Interface WordTokenizer

  • All Known Implementing Classes:
    AbstractWordTokenizer, DocumentWordTokenizer, FileWordTokenizer, StringWordTokenizer

    public interface WordTokenizer

    An interface for objects which take a text-based media as input, and iterate through the words in the text stored in that media. Examples of such media could be Strings, Documents, Files, TextComponents etc.

    When the object is instantiated, and before the first call to next() is made, the following methods should throw a WordNotFoundException:
    getCurrentWordEnd(), getCurrentWordPosition(), isNewSentence() and replaceWord().
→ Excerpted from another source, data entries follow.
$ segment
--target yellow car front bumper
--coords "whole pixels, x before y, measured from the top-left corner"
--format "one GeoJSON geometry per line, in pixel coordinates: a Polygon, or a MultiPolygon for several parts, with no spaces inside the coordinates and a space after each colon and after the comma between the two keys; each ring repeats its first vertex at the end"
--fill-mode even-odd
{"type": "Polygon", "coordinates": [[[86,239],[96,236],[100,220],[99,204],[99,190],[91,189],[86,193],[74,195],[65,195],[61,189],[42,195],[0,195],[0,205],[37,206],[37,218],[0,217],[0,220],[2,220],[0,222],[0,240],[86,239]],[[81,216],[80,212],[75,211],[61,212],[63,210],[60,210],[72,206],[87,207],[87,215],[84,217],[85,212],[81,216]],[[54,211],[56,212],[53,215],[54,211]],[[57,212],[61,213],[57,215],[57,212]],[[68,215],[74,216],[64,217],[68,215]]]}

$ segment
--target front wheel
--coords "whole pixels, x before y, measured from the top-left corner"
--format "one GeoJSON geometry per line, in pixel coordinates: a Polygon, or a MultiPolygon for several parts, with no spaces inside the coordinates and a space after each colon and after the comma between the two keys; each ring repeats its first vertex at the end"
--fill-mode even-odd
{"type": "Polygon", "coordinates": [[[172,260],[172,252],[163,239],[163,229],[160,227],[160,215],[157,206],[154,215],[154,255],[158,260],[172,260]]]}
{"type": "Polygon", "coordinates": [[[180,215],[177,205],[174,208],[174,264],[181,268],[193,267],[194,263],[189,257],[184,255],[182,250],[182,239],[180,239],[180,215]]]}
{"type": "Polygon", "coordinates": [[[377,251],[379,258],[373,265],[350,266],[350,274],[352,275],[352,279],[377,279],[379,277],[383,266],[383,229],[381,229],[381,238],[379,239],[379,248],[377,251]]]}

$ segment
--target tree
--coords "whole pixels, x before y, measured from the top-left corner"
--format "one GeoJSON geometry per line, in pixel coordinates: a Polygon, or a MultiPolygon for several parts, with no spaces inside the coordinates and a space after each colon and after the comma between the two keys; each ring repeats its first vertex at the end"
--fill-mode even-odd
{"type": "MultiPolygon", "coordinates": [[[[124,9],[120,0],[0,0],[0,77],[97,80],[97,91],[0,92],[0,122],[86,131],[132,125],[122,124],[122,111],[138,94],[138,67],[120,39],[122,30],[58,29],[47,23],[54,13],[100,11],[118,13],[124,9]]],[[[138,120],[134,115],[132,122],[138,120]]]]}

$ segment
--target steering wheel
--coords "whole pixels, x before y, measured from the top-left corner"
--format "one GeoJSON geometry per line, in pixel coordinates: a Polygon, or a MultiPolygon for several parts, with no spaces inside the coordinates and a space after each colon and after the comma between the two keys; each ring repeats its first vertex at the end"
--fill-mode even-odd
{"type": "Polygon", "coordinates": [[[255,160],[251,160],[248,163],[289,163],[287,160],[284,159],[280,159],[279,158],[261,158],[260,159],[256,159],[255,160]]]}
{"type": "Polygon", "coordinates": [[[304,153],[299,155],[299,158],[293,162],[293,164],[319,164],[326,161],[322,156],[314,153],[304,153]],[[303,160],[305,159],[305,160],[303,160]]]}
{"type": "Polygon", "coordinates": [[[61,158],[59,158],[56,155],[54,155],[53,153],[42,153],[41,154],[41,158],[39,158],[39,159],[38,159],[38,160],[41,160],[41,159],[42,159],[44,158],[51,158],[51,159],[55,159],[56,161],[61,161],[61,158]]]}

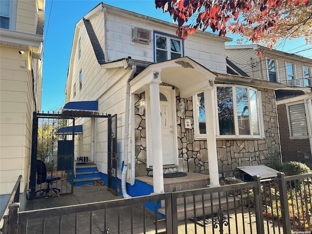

    A call to next() when hasMoreWords() returns false should throw a WordNotFoundException.

    Author:
    Jason Height (jheight@chariot.net.au)
    • Method Summary

      All Methods Instance Methods Abstract Methods 
      Modifier and Type Method Description
      java.lang.String getContext()
      Returns the context text that is being tokenized (should include any changes that have been made).
      int getCurrentWordCount()
      Returns the number of word tokens that have been processed thus far
      int getCurrentWordEnd()
      Returns an index representing the end location of the current word in the text.
      int getCurrentWordPosition()
      Returns an index representing the start location of the current word in the text.
      boolean hasMoreWords()
      Indicates if there are more words left
      boolean isNewSentence()
      Returns true if the current word is at the start of a sentence
      java.lang.String nextWord()
      This returns the next word in the iteration.
      void replaceWord​(java.lang.String newWord)
      Replaces the current word token
    • Method Detail

      • getContext

        java.lang.String getContext()
        Returns the context text that is being tokenized (should include any changes that have been made).
        Returns:
        the text being searched.
      • getCurrentWordCount

        int getCurrentWordCount()
        Returns the number of word tokens that have been processed thus far
        Returns:
        the number of words found so far.
      • getCurrentWordEnd

        int getCurrentWordEnd()
        Returns an index representing the end location of the current word in the text.
        Returns:
        index of the end of the current word in the text.
        Throws:
        WordNotFoundException - current word has not yet been set.
      • getCurrentWordPosition

        int getCurrentWordPosition()
        Returns an index representing the start location of the current word in the text.
        Returns:
        index of the start of the current word in the text.
        Throws:
        WordNotFoundException - current word has not yet been set.
      • isNewSentence

        boolean isNewSentence()
        Returns true if the current word is at the start of a sentence
        Returns:
        true if the current word starts a sentence.
        Throws:
        WordNotFoundException - current word has not yet been set.
      • hasMoreWords

        boolean hasMoreWords()
        Indicates if there are more words left
        Returns:
        true if more words can be found in the text.
      • nextWord

        java.lang.String nextWord()
        This returns the next word in the iteration. Note that any implementation should return the current word, and then replace the current word with the next word found in the input text (if one exists).
        Returns:
        the next word in the iteration.
        Throws:
        WordNotFoundException - search string contains no more words.
      • replaceWord

        void replaceWord​(java.lang.String newWord)
        Replaces the current word token

        When a word is replaced care should be taken that the WordTokenizer repositions itself such that the words that were added aren't rechecked. Of course this is not mandatory, maybe there is a case when an application doesn't need to do this.

        Parameters:
        newWord - the string which should replace the current word.
        Throws:
        WordNotFoundException - current word has not yet been set.